San Diego had a taste of Pro Rugby – in capital letters as a proper name – in 2016 when that effort had a one-year existence. The San Diego Breakers were part of that league, and Matt Hawkins, who has been a highly visible part of American rugby for more than a decade, was an assistant coach. He reappears in the Legion organization as the general manager. Anyone who has seen Hawkins play knows he is likely to have a hard-nosed team at Starfire on Sunday.

It’s hard to get a sense of the Legion’s roster from the team web site, which is by far the worst in Major League Rugby, but from reading the match reports of their pre-season games, some names stand out. Cam Dolan at Number 8 appears to be a forward who can run in the open and score. Nate Augspurger at scrum half, Ben Cima at center and Taku Ngwenya on the wing are described as backline “firepower.” Tadhg Leader, the place kicker, looks steady. The Legion beat Austin Elite, 32-24, and lost 33-17 to the Houston SaberCats, led by former Seattle Saracen coach Justin Fitzpatrick.

Seattle comes into game under player-coach Phil Mack, known up north as “The Little Magician.” He took over coaching duties after Tony Healy, also from Canada, ran into visa troubles. Whether three weeks running the team has been enough time for Mack to mold a winner gets put to the test Sunday. Pre-season competition has been limited to a 47-7 trashing of the Prairie Wolf Pack, apparently a team of masochists out of Calgary as they traveled on to an 80-12 drubbing Friday at the hands, feet, shoulders and whatever else MLR’s Utah Warriors chose to apply to the Pack’s backsides.
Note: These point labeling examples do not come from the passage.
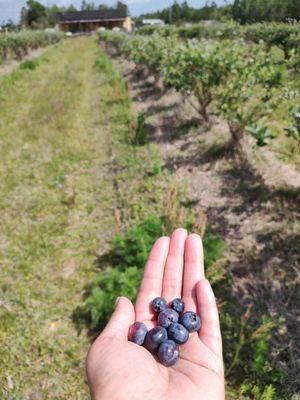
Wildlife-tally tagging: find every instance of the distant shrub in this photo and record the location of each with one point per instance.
(29, 64)
(126, 260)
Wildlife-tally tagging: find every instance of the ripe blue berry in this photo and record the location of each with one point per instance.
(191, 321)
(178, 333)
(155, 337)
(167, 317)
(177, 305)
(168, 353)
(159, 304)
(137, 333)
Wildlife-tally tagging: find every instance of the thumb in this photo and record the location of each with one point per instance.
(120, 321)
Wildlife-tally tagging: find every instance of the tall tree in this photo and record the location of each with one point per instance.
(121, 6)
(34, 14)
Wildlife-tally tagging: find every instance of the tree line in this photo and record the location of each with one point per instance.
(35, 15)
(243, 11)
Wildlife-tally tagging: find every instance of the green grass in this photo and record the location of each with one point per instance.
(72, 190)
(56, 206)
(65, 171)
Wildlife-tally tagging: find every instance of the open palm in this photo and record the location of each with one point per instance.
(118, 369)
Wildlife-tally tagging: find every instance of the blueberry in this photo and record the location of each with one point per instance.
(167, 317)
(159, 304)
(178, 333)
(168, 353)
(177, 305)
(155, 337)
(191, 321)
(137, 333)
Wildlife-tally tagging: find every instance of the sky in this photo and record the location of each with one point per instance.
(10, 9)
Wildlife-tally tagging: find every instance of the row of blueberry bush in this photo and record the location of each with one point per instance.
(17, 44)
(240, 82)
(284, 36)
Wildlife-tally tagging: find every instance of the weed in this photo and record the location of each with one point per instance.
(29, 64)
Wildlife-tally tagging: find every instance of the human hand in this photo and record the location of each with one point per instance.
(120, 370)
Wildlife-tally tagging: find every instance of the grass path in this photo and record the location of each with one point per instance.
(55, 204)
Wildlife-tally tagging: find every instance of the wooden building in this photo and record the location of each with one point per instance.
(88, 21)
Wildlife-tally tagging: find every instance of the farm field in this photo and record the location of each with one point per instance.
(54, 198)
(96, 162)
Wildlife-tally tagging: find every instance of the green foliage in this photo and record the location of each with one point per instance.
(141, 132)
(260, 134)
(294, 130)
(108, 286)
(29, 64)
(18, 44)
(126, 260)
(132, 247)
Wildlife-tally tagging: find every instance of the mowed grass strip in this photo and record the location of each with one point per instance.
(57, 209)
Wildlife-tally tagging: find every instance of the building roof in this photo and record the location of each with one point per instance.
(97, 15)
(153, 21)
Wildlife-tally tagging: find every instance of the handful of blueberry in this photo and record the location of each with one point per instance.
(172, 330)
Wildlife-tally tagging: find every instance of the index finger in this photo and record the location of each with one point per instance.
(151, 285)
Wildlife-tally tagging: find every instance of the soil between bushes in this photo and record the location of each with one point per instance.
(252, 206)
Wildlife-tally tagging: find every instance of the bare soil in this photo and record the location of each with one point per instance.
(253, 206)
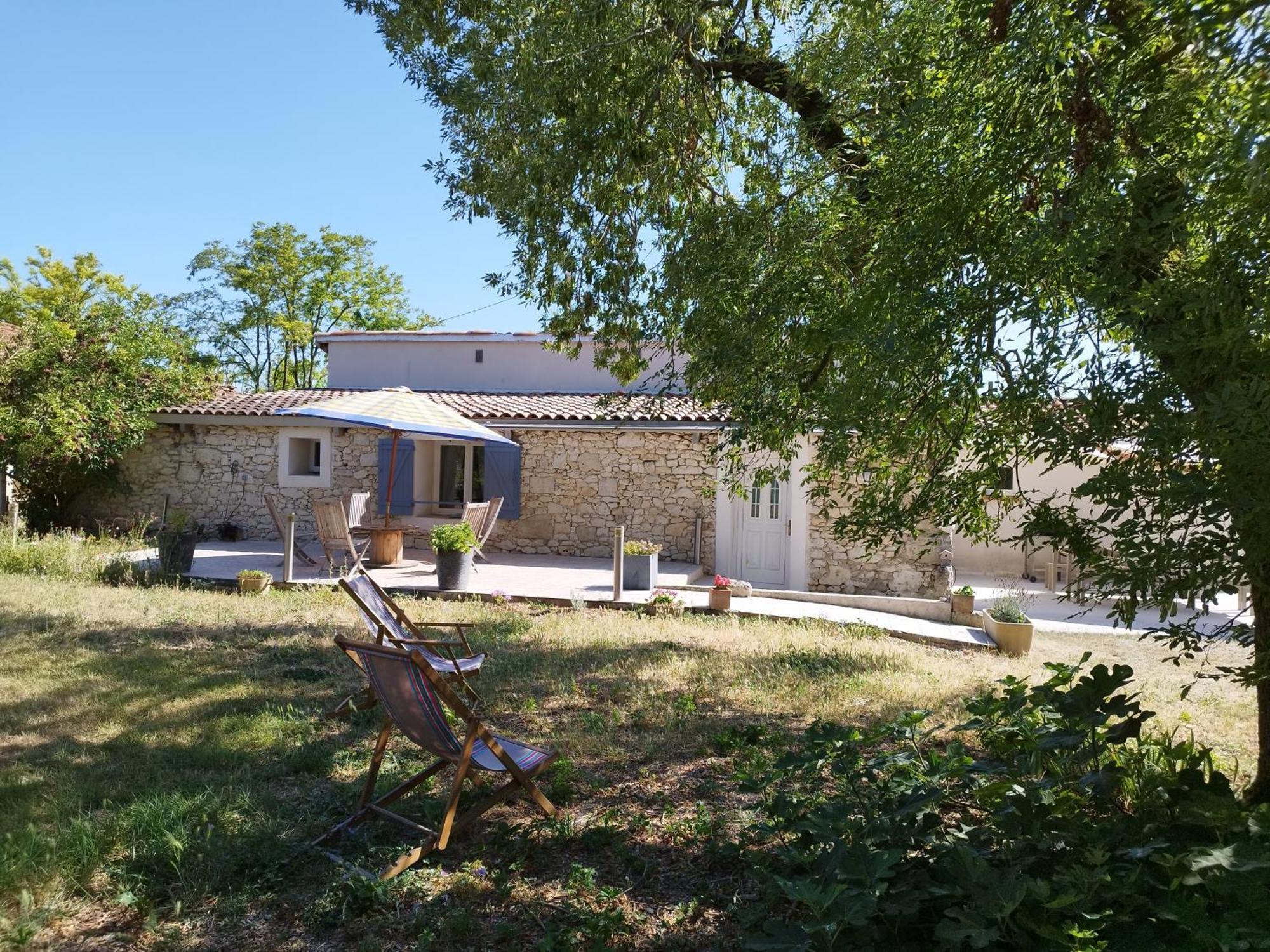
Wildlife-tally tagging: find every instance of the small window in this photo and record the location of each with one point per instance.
(453, 470)
(304, 459)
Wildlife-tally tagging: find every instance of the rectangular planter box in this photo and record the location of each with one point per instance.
(1012, 638)
(639, 572)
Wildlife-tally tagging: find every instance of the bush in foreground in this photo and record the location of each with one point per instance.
(1053, 822)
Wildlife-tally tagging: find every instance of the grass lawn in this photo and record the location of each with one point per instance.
(163, 764)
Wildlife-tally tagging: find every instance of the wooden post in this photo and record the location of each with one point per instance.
(619, 541)
(289, 549)
(388, 499)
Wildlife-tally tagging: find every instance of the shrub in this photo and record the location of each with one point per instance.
(1050, 823)
(1008, 610)
(123, 571)
(641, 546)
(458, 538)
(59, 555)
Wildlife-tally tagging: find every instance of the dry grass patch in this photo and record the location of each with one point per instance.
(163, 764)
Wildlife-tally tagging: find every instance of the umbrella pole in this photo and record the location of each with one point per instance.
(388, 502)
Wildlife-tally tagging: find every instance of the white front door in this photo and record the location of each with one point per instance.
(764, 536)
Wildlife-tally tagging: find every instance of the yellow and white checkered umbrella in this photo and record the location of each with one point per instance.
(398, 409)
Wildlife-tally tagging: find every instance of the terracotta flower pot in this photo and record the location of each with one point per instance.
(1012, 638)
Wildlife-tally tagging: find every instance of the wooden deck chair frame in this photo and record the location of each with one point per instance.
(281, 526)
(335, 535)
(487, 527)
(365, 700)
(355, 512)
(369, 807)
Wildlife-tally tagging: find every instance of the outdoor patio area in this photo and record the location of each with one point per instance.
(561, 579)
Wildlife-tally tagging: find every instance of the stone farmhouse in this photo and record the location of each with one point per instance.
(591, 456)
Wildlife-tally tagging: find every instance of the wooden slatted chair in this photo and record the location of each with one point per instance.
(335, 536)
(389, 624)
(415, 699)
(281, 526)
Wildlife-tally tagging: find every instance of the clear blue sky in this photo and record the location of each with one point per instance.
(143, 130)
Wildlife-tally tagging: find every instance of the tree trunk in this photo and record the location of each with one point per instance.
(1259, 793)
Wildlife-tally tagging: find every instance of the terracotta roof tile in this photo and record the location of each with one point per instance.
(636, 408)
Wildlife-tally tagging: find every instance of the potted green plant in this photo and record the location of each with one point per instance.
(1009, 625)
(454, 545)
(255, 581)
(721, 596)
(176, 543)
(639, 564)
(664, 602)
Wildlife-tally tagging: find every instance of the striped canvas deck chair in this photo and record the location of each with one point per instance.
(487, 527)
(388, 624)
(415, 700)
(335, 535)
(281, 526)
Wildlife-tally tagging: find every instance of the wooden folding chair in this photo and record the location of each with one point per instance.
(415, 699)
(389, 624)
(281, 526)
(335, 535)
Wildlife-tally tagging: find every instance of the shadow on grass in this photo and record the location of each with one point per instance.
(177, 766)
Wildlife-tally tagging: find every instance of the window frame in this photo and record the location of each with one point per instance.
(318, 440)
(469, 470)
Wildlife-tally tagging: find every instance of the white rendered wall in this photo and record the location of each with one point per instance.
(507, 366)
(1006, 559)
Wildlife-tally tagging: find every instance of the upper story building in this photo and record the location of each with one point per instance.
(473, 361)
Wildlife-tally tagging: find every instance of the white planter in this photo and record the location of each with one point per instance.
(1012, 638)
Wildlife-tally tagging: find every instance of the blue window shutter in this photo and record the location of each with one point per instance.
(403, 482)
(504, 478)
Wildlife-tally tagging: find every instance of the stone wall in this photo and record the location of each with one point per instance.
(920, 569)
(577, 486)
(218, 474)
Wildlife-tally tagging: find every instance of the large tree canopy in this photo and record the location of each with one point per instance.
(91, 359)
(262, 303)
(952, 237)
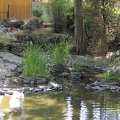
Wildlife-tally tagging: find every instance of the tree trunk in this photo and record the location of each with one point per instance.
(79, 28)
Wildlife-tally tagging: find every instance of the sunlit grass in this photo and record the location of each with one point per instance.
(35, 62)
(59, 53)
(4, 39)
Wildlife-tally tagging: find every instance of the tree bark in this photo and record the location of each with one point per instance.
(79, 28)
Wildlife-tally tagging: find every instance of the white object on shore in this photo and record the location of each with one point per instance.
(2, 116)
(16, 101)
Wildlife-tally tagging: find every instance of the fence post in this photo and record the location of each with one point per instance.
(8, 12)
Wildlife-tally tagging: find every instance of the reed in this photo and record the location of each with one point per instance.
(59, 53)
(35, 62)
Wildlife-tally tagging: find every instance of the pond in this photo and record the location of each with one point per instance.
(75, 103)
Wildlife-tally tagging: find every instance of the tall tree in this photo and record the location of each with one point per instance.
(79, 28)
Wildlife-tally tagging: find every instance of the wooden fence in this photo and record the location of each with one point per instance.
(19, 8)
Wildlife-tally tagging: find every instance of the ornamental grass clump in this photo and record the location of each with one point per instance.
(35, 62)
(59, 53)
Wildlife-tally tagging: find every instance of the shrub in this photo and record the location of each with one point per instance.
(59, 53)
(37, 12)
(36, 22)
(113, 71)
(35, 62)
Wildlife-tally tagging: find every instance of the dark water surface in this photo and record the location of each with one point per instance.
(74, 103)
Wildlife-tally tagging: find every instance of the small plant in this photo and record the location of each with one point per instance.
(35, 62)
(37, 12)
(113, 70)
(59, 53)
(111, 76)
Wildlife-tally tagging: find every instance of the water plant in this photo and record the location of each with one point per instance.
(113, 70)
(59, 53)
(35, 62)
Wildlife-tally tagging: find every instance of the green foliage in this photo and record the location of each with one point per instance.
(58, 11)
(37, 12)
(35, 62)
(113, 71)
(69, 15)
(59, 53)
(112, 76)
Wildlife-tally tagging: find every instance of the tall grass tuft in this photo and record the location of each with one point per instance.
(59, 53)
(35, 62)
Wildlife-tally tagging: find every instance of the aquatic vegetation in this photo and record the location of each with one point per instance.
(35, 62)
(59, 53)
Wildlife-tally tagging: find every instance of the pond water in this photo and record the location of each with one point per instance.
(74, 103)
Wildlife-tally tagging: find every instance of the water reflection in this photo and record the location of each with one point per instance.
(69, 109)
(73, 104)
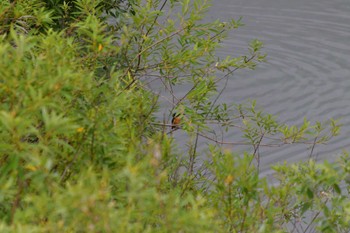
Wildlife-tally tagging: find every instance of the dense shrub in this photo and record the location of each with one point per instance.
(82, 147)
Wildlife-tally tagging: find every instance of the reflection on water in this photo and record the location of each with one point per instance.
(308, 68)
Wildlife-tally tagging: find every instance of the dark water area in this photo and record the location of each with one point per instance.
(307, 73)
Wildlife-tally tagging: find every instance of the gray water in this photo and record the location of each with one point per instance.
(307, 70)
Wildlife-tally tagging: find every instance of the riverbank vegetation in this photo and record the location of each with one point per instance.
(87, 91)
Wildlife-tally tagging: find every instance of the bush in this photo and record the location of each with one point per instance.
(82, 147)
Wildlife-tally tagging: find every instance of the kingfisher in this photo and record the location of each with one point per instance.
(176, 121)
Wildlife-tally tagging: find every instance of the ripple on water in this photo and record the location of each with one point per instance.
(307, 73)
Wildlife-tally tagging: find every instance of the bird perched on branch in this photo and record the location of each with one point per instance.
(176, 121)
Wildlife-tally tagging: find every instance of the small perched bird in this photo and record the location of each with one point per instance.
(175, 121)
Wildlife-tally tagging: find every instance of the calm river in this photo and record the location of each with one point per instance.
(308, 69)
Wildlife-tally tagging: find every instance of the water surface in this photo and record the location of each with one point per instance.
(308, 67)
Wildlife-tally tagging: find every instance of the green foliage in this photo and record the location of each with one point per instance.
(82, 148)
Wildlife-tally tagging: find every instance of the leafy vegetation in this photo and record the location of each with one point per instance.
(87, 91)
A track meet like the Seawolves’ win over the Wolf Pack has the benefit of showing what every move, play and stratagem looks like in perfect execution against little defense. It has the disadvantage of lacking the kind of competition that reveals what happens when opponents disrupt perfection and your team must pick up the pieces and innovate – the real beauty of rugby.

Asked to make a prediction about Sunday’s game, Seawolves co-owner and operator Shane Skinner was at his political best: “The guys have trained incredibly hard so I predict they are going to put out their best possible effort – 100% confident on that!”

Having seen the Seawolves at practice, I know Shane is correct. They are a hard-working bunch. Shane sets a good example that even a journalist should follow:

I predict both teams will play at full speed and will not disappoint the 3,500 plus fans at Starfire on Sunday. See you there.